A Pokhara bound Twin Otter plane with 19 passengers from Jomsom, Mustang went missing after about 10 minutes of its take off. The flight route normally follows the Kali Gandaki Gorge with towering mountains inhabited by people up to about 7000 feet on either side. When the government failed to get any information about the missing plane for three days the pressure from passengers’ families and friends forced the government to reveal its plan in locating the plane. In response to the pressure and to justify that the government is doing all it can, the responsible minister appeared on the national television to announce that the government is planning to request the US government to use its satellite to locate the plane.

Another frustrating response was seen when Flight 311 of Thai Airways from Bangkok with 113 people on board went missing as it entered the Valley in 1992. There was no clue about the whereabouts of the plane for more than three days. The search team was reported looking for the missing plane around Phulchoki hills located on the south east direction. When it failed to get any clue, the government, in a very responsible way, announced that anyone with the first information about the plane would be rewarded with cash prize.

During the last days of the Panchayat era, a Kathmandu bound night bus with more than 60 passengers fell off the road in the Trishuli River in the early hours killing more than 20 people. In those days, communication was limited to SSB radios of police and some telephones in market places. People relied on the state run radio for any news.  On that day, the state was celebrating the birthday of the then queen. The news on the national radio was full of birthday events and felicitations. The anxious family members of the passengers of the ill-fated bus had already heard about the accident from hearsay, but there was nothing about it on the official radio. The reason given for not covering the accident was that no news of death would be aired before the auspicious news of the birthday was broadcast.

Things have changed a lot since these events. The country has moved from a closed democracy of Panchayat system through constitutional monarchy to a federal republic.  People have changed and so have their needs and aspirations. The horrendous urbanization of the valley has made it unimaginably crowded with hardly any open space for people to gather during the crisis event such as an earthquake that affects all at once. The narrow streets with multiple bends are not capable of handling the congestion that would be caused by terrified traffic. The network of dilapidated power lines will add further risks. The newly developed areas with multistoried buildings and no open space around cannot be good news for rescue workers.  The substandard structural quality of the buildings constructed in the past three decades cannot be ignored as a sleeping dragon.

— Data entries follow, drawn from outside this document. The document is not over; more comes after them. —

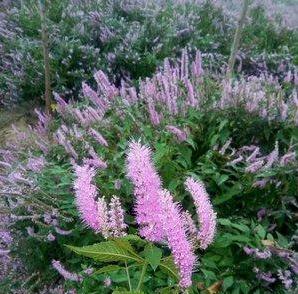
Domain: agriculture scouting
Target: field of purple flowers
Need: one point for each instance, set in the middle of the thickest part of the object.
(161, 156)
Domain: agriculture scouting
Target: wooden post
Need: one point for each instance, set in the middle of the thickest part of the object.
(45, 45)
(236, 40)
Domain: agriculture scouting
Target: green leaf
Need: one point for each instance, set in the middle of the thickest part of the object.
(282, 241)
(108, 251)
(124, 244)
(128, 292)
(209, 275)
(260, 231)
(236, 189)
(224, 222)
(108, 269)
(228, 282)
(153, 255)
(167, 265)
(222, 179)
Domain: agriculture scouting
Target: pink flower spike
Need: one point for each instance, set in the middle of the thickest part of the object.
(86, 195)
(176, 236)
(98, 137)
(147, 185)
(117, 226)
(205, 212)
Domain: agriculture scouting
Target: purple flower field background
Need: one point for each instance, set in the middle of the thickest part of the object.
(148, 146)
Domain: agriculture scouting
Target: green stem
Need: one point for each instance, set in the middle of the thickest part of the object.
(128, 277)
(142, 277)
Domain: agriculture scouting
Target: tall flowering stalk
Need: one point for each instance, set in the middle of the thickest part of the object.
(173, 223)
(205, 212)
(92, 212)
(147, 187)
(117, 225)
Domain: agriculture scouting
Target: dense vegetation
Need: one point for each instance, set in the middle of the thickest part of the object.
(142, 103)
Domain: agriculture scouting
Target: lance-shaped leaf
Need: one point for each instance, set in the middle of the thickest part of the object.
(108, 269)
(167, 265)
(108, 251)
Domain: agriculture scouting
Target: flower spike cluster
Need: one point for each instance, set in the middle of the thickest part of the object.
(147, 187)
(177, 238)
(92, 212)
(205, 212)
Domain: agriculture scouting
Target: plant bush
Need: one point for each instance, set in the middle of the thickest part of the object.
(238, 137)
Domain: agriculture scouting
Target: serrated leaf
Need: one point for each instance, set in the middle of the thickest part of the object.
(260, 231)
(167, 265)
(228, 282)
(108, 269)
(107, 251)
(153, 255)
(123, 243)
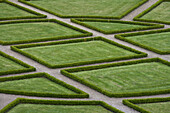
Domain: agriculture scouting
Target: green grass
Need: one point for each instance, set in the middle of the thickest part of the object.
(160, 13)
(110, 8)
(157, 41)
(110, 26)
(32, 31)
(7, 10)
(76, 52)
(40, 108)
(159, 107)
(7, 64)
(41, 85)
(130, 78)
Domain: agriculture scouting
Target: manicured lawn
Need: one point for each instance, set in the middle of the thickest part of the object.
(7, 10)
(7, 64)
(142, 77)
(110, 8)
(41, 85)
(19, 32)
(159, 107)
(61, 54)
(40, 108)
(109, 26)
(160, 13)
(156, 41)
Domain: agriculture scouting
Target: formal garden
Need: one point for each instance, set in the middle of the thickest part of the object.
(83, 56)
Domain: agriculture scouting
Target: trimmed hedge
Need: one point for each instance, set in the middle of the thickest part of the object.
(80, 94)
(150, 25)
(131, 103)
(37, 15)
(28, 68)
(17, 49)
(85, 33)
(66, 16)
(123, 37)
(138, 17)
(57, 102)
(68, 73)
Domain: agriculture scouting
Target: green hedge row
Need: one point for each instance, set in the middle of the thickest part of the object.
(28, 68)
(123, 37)
(17, 49)
(138, 17)
(57, 102)
(131, 103)
(68, 73)
(149, 25)
(91, 16)
(80, 94)
(85, 33)
(37, 15)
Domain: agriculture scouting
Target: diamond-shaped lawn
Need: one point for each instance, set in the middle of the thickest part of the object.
(125, 79)
(10, 65)
(160, 14)
(157, 41)
(149, 105)
(38, 84)
(10, 10)
(87, 8)
(114, 26)
(21, 105)
(37, 30)
(77, 52)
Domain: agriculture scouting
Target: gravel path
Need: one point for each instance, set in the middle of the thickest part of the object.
(94, 95)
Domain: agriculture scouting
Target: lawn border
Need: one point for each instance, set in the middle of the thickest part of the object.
(68, 73)
(104, 17)
(137, 18)
(81, 94)
(131, 103)
(18, 47)
(28, 68)
(38, 15)
(84, 33)
(58, 102)
(123, 37)
(150, 25)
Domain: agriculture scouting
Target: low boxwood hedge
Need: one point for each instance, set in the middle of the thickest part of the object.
(138, 17)
(131, 103)
(80, 94)
(28, 68)
(68, 73)
(18, 47)
(123, 37)
(57, 102)
(149, 25)
(37, 15)
(85, 33)
(66, 16)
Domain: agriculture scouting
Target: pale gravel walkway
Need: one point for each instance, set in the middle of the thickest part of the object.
(94, 95)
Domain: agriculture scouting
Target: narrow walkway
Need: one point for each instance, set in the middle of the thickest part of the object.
(94, 95)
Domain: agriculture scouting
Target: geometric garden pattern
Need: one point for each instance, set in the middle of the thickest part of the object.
(76, 56)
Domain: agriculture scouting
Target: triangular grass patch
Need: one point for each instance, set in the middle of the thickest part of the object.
(39, 84)
(9, 10)
(22, 105)
(11, 65)
(115, 26)
(149, 105)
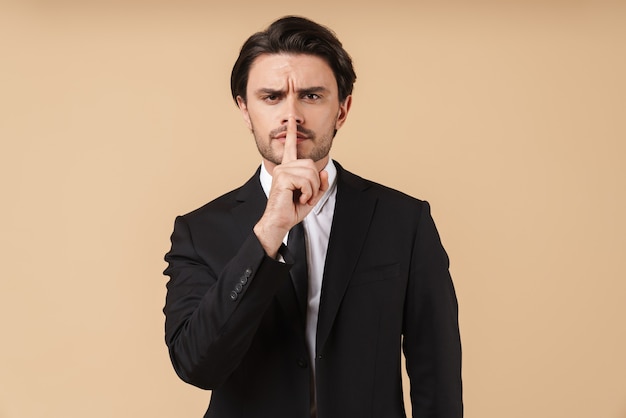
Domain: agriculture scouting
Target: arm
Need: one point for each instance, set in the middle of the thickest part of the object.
(211, 317)
(432, 343)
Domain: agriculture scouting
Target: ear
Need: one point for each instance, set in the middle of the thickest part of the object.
(243, 108)
(344, 108)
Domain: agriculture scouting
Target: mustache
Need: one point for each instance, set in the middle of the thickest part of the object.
(307, 132)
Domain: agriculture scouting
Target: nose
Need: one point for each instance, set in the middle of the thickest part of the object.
(293, 110)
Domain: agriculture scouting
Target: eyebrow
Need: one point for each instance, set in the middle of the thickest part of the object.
(307, 90)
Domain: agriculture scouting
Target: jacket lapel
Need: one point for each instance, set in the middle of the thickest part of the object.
(353, 213)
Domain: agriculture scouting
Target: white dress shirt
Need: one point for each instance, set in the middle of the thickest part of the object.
(317, 226)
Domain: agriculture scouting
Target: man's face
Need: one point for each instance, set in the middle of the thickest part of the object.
(303, 87)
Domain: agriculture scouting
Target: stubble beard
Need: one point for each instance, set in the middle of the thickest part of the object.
(321, 146)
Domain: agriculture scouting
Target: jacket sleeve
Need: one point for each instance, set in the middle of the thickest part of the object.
(212, 316)
(432, 343)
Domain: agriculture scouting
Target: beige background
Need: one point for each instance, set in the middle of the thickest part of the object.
(509, 117)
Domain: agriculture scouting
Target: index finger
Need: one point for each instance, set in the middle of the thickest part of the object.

The most frustrating thing, to make things worse, is the state of the failing State. What is seen as a functioning government has gradually turned in to a money siphoning project.  Corruption is so rampant that people have to be prepared to pay the said amount to officials (with no bargain) if they wish to get things done, whether it is to get a driving license, tax certificate, land certificate, or renew vehicle registration. So much so that even migrant workers, who have increasingly become central in sustaining national economy through remittance, have to bribe the officials to get immigration stamp on the passport. A big chunk of development budget goes to the pockets of those in power. Under the given circumstances, creating the networks and reinforcing the institutions to build mechanisms required to handle the looming crisis is not easy.

The first step to avert a crisis is to be prepared for it by building a road map for everyone to follow and creating mechanisms to ensure basic support of public institutions, but in a true sense, Kathmandu seems to be sinking deep in the opposite of it: no road map and crumbling mechanisms that once were in place.